C’est plutôt pour la partie réaliste qu’il fut le premier auteur de langue arabe à remporter le Prix Nobel de Littérature en 1988, avec sa Trilogie du Caire, épais triptyque qui relate la vie dans la ville qu’il a le plus dépeinte. Mais sa verve allégorique, plus rare, fait des merveilles, notamment dans Les fils de la Médina, en 1959. D’abord publié sous la forme de feuilleton dans le quotidien égyptien Al-Ahram, il n’est sorti en volume qu’en 1967, mais au Liban, à Beyrouth. Pour cause : sous la pression des milieux les plus conservateurs, dans l’Égypte d’Al Nasser, il est impossible pour le roman de paraître. Jusqu’en 1994 au moins, et une tentative d’assassinat le visant, on peut dire que Mahfouz engendre une haine de la part des plus radicaux, et ce roman pivot dans sa carrière, d’un point de vue stylistique et thématique, en est une des raisons premières.
Il faut dire que d’aucuns voient dans Les fils de la Médina, non sans fondements, une parabole des religions abrahamiques.
Pourtant, à première vue, nous assistons à la naissance et à la vie cabossée d’un quartier, celui de la Gamaliyya, au cœur de la Conquérante (al-qahira, soit Le Caire en arabe). Sa description du quartier et de son devenir permet à Mahfouz d’aborder en premier lieu, loin de la question du sacré, celle du partage de la richesse et du maintien de l’ordre. Pour preuve, la récurrence des deux termes que Jean-Patrick Guillaume ne peut traduire : waqf et futuwwa. Le waqf désigne la gestion des ressources du quartier, et le futuwwa est le chef de bande qui fait office de gendarme dans l’intérêt du gestionnaire du waqf, qui a la main lourde sur son gourdin.
Résulte de notre lecture une étonnante humeur, réflexive et admirative. Réflexive face aux thèses exposées par Mahfouz, qui n’exclut pas par exemple la violence sociale pour reprendre le pouvoir si cela est juste. Admirative face à l’ambition et la vigueur d’une œuvre aux ramifications infinies.

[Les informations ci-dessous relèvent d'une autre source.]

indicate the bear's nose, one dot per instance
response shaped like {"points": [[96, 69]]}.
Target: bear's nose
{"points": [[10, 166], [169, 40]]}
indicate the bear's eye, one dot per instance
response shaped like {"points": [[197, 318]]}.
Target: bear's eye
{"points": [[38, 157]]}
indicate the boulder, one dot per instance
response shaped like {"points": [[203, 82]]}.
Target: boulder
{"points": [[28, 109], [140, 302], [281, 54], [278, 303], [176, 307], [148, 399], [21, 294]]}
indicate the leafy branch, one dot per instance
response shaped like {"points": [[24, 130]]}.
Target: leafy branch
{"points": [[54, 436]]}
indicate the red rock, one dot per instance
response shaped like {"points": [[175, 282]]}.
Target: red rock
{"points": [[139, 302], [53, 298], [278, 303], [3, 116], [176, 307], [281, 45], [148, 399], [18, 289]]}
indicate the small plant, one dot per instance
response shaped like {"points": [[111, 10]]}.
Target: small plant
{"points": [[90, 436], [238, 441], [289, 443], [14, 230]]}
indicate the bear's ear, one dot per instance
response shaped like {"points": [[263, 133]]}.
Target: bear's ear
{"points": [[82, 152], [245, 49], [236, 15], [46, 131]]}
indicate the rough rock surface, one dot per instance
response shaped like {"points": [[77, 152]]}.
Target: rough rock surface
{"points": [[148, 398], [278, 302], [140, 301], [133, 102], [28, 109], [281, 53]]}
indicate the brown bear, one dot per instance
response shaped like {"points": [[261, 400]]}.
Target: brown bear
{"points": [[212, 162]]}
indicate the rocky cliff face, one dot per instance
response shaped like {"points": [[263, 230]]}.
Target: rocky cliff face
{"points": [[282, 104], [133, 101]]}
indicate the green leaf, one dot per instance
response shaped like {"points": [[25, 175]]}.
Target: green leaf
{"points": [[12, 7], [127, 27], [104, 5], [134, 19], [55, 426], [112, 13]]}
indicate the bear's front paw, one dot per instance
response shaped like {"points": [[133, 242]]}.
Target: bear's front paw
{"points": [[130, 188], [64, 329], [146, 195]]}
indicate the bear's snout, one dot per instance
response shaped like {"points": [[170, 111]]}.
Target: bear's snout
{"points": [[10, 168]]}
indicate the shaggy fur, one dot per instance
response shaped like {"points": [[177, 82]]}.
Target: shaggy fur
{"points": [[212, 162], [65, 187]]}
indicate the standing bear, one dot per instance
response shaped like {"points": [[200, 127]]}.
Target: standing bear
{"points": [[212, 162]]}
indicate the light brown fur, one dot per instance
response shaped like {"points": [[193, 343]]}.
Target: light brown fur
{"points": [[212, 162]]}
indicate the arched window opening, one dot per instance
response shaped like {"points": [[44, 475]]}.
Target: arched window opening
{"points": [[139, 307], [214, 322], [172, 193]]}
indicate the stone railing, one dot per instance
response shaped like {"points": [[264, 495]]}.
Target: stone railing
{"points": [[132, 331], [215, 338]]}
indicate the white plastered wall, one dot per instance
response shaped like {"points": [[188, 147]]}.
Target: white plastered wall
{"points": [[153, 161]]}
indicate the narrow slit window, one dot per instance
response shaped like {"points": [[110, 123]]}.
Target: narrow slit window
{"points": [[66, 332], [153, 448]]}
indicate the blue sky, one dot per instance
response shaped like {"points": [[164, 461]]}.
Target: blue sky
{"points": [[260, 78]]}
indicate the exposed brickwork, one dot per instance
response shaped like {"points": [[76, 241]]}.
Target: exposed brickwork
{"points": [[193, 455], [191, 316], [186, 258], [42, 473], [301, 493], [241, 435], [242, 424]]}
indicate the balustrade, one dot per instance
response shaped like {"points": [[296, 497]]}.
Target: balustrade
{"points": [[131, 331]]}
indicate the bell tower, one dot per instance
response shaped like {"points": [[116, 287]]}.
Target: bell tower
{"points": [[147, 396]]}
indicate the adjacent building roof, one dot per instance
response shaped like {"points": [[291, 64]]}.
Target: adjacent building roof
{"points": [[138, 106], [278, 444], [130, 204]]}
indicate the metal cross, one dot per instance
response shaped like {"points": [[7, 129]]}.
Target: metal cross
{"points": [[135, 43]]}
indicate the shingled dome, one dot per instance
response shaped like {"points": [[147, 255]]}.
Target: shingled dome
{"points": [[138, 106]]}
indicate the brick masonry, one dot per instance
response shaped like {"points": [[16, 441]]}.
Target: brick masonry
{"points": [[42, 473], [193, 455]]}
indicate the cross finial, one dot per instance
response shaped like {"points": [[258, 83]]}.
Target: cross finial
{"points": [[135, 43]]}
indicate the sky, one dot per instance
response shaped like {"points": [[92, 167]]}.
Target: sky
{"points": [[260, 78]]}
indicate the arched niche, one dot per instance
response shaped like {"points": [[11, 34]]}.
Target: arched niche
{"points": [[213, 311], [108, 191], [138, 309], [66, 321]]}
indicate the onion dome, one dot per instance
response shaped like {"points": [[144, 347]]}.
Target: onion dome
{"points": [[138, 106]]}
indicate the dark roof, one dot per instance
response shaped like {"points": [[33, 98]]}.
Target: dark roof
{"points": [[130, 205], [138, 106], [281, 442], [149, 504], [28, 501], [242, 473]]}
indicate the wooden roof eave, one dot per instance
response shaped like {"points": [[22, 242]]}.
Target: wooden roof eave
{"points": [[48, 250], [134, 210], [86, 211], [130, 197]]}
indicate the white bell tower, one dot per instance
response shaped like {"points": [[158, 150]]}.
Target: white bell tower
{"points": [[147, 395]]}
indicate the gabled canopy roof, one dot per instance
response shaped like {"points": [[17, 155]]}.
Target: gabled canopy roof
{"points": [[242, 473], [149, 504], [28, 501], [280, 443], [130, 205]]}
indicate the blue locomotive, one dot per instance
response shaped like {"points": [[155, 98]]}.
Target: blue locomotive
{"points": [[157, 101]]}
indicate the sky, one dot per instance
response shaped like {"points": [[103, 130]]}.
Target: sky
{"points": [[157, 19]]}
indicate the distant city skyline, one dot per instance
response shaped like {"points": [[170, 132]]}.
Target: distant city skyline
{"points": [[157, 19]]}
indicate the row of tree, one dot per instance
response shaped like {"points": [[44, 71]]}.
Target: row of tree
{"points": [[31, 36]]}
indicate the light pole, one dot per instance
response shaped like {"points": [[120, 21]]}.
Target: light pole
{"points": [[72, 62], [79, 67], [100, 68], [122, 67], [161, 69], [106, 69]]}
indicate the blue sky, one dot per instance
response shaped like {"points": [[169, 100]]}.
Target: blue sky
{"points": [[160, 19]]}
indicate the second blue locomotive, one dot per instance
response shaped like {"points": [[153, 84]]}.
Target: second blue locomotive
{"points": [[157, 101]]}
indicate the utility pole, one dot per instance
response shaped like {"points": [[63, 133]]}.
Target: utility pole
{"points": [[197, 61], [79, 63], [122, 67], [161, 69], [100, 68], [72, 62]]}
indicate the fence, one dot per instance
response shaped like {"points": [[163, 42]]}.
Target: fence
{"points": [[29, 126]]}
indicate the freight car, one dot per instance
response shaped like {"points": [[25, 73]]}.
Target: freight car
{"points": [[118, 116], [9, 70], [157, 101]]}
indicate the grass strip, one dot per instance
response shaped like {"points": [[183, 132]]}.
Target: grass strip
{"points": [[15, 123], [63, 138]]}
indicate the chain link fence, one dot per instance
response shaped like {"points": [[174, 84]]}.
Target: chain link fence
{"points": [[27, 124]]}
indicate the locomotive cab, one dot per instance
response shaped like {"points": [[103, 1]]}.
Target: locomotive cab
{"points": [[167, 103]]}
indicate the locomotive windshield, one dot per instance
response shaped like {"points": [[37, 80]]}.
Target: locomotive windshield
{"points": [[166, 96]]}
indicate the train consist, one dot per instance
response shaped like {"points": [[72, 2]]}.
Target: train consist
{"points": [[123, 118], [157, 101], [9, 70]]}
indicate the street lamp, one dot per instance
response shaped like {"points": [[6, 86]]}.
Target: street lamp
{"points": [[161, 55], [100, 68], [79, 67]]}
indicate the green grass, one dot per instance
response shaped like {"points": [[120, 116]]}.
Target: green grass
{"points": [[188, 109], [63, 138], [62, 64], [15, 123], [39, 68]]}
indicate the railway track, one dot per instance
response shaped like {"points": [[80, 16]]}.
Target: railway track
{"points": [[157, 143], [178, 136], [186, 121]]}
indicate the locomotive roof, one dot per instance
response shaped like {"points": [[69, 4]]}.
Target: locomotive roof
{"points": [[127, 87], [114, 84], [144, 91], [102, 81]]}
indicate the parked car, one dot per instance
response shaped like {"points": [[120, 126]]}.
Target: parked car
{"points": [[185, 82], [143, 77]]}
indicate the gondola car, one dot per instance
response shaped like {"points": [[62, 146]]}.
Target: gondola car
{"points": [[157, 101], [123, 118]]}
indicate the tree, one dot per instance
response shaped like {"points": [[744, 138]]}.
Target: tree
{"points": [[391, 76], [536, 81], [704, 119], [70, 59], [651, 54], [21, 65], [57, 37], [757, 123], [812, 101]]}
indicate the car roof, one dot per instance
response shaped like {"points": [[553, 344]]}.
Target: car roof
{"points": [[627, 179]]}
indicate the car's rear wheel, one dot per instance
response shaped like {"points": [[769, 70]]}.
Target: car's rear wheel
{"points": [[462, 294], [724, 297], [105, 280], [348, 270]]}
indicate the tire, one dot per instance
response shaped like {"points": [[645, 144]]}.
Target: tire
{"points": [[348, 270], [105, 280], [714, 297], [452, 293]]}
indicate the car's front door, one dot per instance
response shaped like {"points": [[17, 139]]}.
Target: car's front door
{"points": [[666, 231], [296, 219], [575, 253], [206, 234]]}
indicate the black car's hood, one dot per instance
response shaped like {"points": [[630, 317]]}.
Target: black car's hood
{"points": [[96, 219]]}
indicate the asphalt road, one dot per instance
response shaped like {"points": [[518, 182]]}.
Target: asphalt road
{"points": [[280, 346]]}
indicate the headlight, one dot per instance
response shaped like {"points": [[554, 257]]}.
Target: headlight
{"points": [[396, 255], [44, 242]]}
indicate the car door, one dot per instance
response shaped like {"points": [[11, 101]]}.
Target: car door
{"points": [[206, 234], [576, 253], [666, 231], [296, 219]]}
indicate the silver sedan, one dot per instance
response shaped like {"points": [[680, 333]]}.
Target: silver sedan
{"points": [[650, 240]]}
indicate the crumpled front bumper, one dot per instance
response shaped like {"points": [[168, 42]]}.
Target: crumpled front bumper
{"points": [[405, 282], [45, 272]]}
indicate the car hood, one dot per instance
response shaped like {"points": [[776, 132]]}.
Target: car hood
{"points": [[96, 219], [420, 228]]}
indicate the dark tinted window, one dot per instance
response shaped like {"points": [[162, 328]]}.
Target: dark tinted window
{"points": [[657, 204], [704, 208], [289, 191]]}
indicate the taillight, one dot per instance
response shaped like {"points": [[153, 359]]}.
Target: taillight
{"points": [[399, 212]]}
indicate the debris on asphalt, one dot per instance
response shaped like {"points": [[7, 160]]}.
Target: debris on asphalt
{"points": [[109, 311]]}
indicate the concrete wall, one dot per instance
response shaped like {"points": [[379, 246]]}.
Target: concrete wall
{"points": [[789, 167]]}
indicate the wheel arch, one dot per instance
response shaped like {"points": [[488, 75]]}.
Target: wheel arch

Surtout, dans ces six cents pages réside une puissance mythique et un sens du drame qui n’est pas sans rappeler ceux des grandes tragédies grecques. Mahfouz renforce cette sensation par le découpage en cinq parties, qui sont autant d’étapes de la vie du quartier, et le fait que dans chacune d’entre elles les précédentes ont eu le temps de devenir des mythes. Leur héritage est même discuté et mis en relation avec les événements présents. Cette mise en abîme met en lumière, en ligne de mire, la proéminence du mektoub, que les Grecs connaissent sous le nom de fatum : le destin auquel on ne peut échapper.
Le lecteur n’échappera pas, lui, à une lecture théologique des Fils de la Médina, et on ne lui en voudra pas.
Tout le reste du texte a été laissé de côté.